The main recipient of the operation is the public sector, which owns nearly two-thirds of the eligible securities. The economic team estimates that lower rates could encourage some banks to enter the swap.
The BCRA will not offer puts for the exchange of Treasury debt.
NA
He debt swap in pesos that the Government makes between this Monday and Tuesday It will not have a key driver to drive the participation of private holders. As confirmed Ambit with official sources, The Central Bank decided not to offer liquidity insurance for banks (known as puts or call options in financial jargon) on the securities that the Treasury will deliver as part of the conversion operation. Although the market and the economic team consider that the lack of this tool could be partially compensated by the effect of the lowering of the monetary policy rate that came into force today.
The content you want to access is exclusive to subscribers.
With this conversion, Luis Caputo and his team seek to clear the bulk of this year’s maturities. Altogether, the securities eligible for the operation total about $55 billion. This is a bet that, according to analysts, aims to pave the way for the challenge of lifting the exchange rate at some point in 2024.


According to the officials, although the operation is open to all market players, The design of the exchange was designed for public organizations, which concentrate around two thirds of the eligible titles. In fact, in the City, they consider that the large holdings of bonds from the BCRA and the Sustainability Guarantee Fund (FGS) of the ANSES provide a floor for adhesion to the exchange of around 60% or 65%. The main doubt was whether the private creditors.
Mainly, the focus was on the banks, which own more than half of the public securities in private hands. The main factor to elucidate the participation of this sector was to know if the Central Bank would maintain the main stimulus that financial entities had to actively participate in the latest Treasury debt placements: the offering of puts, liquidity insurance to guarantee banks that When they want to get rid of the sovereign bonds, the BCRA would be there to buy them back.
Ámbito was able to confirm with important official sources that this time the puts will not be on the table. That is, entities will not have that insurance to accept migrating from securities maturing in 2024 to a basket composed of CER bonds (adjusted for inflation) with zero coupons for 2025, 2026, 2026 and 2028, such as the one offered. However, officials consulted by this means and also some City analysts agree that, At least partially, the lack of that incentive could be compensated by the lower interest rate which the monetary authority announced yesterday.

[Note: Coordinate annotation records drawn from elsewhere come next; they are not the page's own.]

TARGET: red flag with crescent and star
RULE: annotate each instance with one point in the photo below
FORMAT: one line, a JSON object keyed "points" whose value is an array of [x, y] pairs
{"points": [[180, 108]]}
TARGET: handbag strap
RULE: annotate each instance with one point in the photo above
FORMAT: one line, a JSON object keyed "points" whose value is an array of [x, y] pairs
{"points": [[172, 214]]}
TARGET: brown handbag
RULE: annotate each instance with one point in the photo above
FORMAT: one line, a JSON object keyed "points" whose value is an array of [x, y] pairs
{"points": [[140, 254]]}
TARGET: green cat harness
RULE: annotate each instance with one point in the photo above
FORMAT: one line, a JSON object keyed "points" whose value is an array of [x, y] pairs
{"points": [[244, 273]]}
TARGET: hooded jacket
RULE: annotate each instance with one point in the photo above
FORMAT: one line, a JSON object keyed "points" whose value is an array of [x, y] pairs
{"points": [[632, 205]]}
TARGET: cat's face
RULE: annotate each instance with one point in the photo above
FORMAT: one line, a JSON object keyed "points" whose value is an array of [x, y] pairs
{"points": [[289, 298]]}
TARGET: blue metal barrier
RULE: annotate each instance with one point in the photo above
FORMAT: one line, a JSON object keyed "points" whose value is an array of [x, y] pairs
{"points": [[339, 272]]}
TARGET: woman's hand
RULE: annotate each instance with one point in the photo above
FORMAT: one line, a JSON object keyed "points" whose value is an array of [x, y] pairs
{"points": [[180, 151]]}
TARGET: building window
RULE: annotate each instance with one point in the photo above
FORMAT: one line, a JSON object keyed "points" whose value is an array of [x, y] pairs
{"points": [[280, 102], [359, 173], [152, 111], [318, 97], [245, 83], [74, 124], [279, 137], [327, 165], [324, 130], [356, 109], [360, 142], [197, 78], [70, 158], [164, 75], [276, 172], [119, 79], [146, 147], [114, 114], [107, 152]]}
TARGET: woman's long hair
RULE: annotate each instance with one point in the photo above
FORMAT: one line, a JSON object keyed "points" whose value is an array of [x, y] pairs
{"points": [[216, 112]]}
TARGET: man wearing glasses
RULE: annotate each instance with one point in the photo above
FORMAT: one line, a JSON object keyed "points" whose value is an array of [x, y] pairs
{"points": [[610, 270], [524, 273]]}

The entity chaired by Santiago Bausili today reduced the rate of passive passes overnight, the main instrument of monetary regulation, from 100% to 80%, in addition to deregulating the minimum rate for fixed-term placements. This implies that banks that have repos will now access a lower yield: from 8.3% monthly it drops to 6.6%, in a clear commitment by the Government to reinforce the blender of the stock of paid liabilities of the BCRA. On the horizon, Javier Milei’s rush to raise the stocks exchange as soon as possible.
With a lower rate recognized by the Central Bank for banks, some official offices consider that the exchange proposal has now become more attractive for some financial entities. The truth is that this will be seen shortly, when the result of the operation is known.